The UltraData-Math Framework
The dataset is built on the UltraData L0-L4 Tiered Data Management Framework, which organizes data into progressive levels of purity and instructional value:
- L0: Raw Data Parsing: Uses a specialized mathematical parser to convert MathML, KaTeX, and AsciiMath into standardized LaTeX format, preserving the structural integrity of complex formulas.
- L1: Heuristic Cleaning: Removes noise through document-level deduplication and rigorous heuristic rules to ensure readability.
- L2: Quality Selection: Employs proprietary large models to score and distill the corpus into a high-value subset containing detailed problem-solving steps and academic discussions.
- L3: Refined Data: The most advanced tier, featuring structured content rewritten as Q&A pairs, multi-turn dialogues, and knowledge-grounded textbooks to maximize "learnability."
Key Features
UltraData-Math stands out due to its systematic approach to data diversity and quality:
- Specialized Parsing: Replaces general-purpose tools like readability with the
UltraData-Math-Parserfor perfect formula extraction. - Model-Based Grading: Uses model-driven quality assessment to separate high-value reasoning from simple lists or unrelated noise.
- Diverse Formats: Includes diverse synthetic data like teacher-student dialogues and multiple rewriting styles (from rigorous competition logic to intuitive science).
- Instructional Density: Focuses on "information density," ensuring that every token contributes to the model's logical growth.
The Core Challenge: Why Math is Hard for AI
Standard web datasets are chaotic. When a model reads a typical news article or a social media post, it deals with natural language patterns it has seen millions of times. However, mathematical reasoning is different. It relies on a precise sequence of logical steps, often represented by specialized notation that is easily corrupted during the data extraction process.

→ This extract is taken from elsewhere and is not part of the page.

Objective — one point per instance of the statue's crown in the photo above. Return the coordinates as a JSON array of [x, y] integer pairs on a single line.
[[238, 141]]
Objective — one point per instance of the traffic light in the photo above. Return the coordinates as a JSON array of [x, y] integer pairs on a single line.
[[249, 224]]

Most general-purpose HTML parsers treat mathematical formulas as plain text or, worse, ignore them entirely. This leads to "formula destruction," where a critical part of an equation is lost, rendering the entire document useless for training. Furthermore, mathematical knowledge is often hierarchical; you cannot understand calculus without mastering algebra. UltraData-Math addresses these challenges by treating mathematical data not just as text, but as a structured knowledge asset.
Impact on Model Development: Beyond Basic Arithmetic
The release of UltraData-Math has significant implications for the development of smaller, more efficient models. By providing high-density, "textbook-quality" data, it allows models like MiniCPM-1.2B to punch far above their weight class in reasoning tasks.

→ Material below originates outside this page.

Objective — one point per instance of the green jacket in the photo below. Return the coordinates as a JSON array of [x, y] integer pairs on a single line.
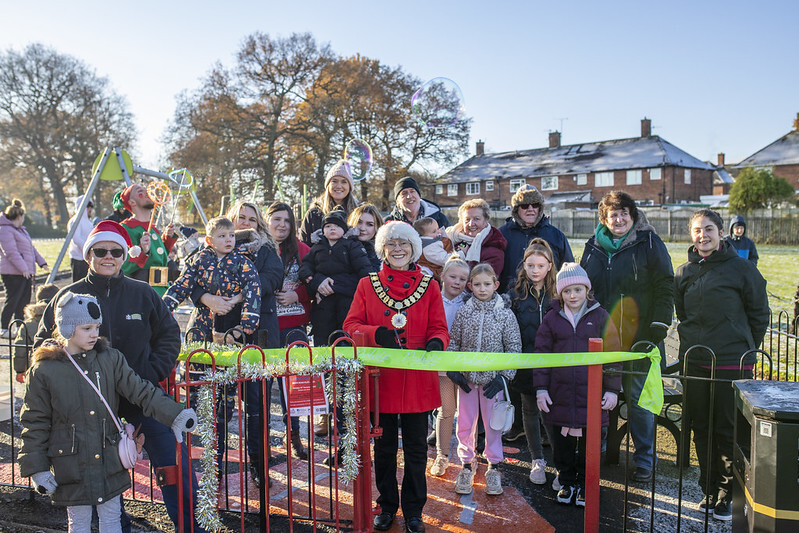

Instead of requiring trillions of general tokens to "infer" mathematical rules, models can now learn from clear, step-by-step reasoning chains (Chain-of-Thought) and interactive dialogues. This "instructional efficiency" is the key to creating capable AI that can run locally on mobile devices or edge hardware without sacrificing logical depth.
Experimental Results
The impact of UltraData-Math is evident in the performance of models trained on its various tiers. When tested on the MiniCPM-1.2B architecture, the dataset yielded impressive gains compared to standard baselines like Nemotron-CC:
| Benchmark | Basline Performance | UltraData-Math Performance | Improvement |
|---|---|---|---|
| MATH500 | 33.40pp | 37.02pp | +3.62pp |
| GSM8K | 58.45pp | 61.79pp | +3.34pp |
These results demonstrate that the L3 refined tier significantly boosts both mathematical reasoning and general instruction-following capabilities.
How to Use
UltraData-Math is integrated into the Hugging Face ecosystem, making it easy to incorporate into your own training pipelines.
from datasets import load_dataset
# Load the L1 scale web corpus
ds_l1 = load_dataset("openbmb/UltraData-Math", "UltraData-Math-L1")
# Load the selected high-quality L2 preview
ds_l2 = load_dataset("openbmb/UltraData-Math", "UltraData-Math-L2-preview")
# Load the L3 refined dialogue data
ds_l3 = load_dataset("openbmb/UltraData-Math", "UltraData-Math-L3-Conversation-Synthetic")
Sources
Conclusion
UltraData-Math is more than just a collection of numbers and symbols; it is a systematic approach to teaching AI how to solve problems. By moving from raw web scrapings to "textbook-quality" refined data, OpenBMB is setting a new standard for open-source mathematical datasets. Whether you are fine-tuning a small model or pre-training the next giant, UltraData-Math provides the structural foundation needed for true reasoning capabilities.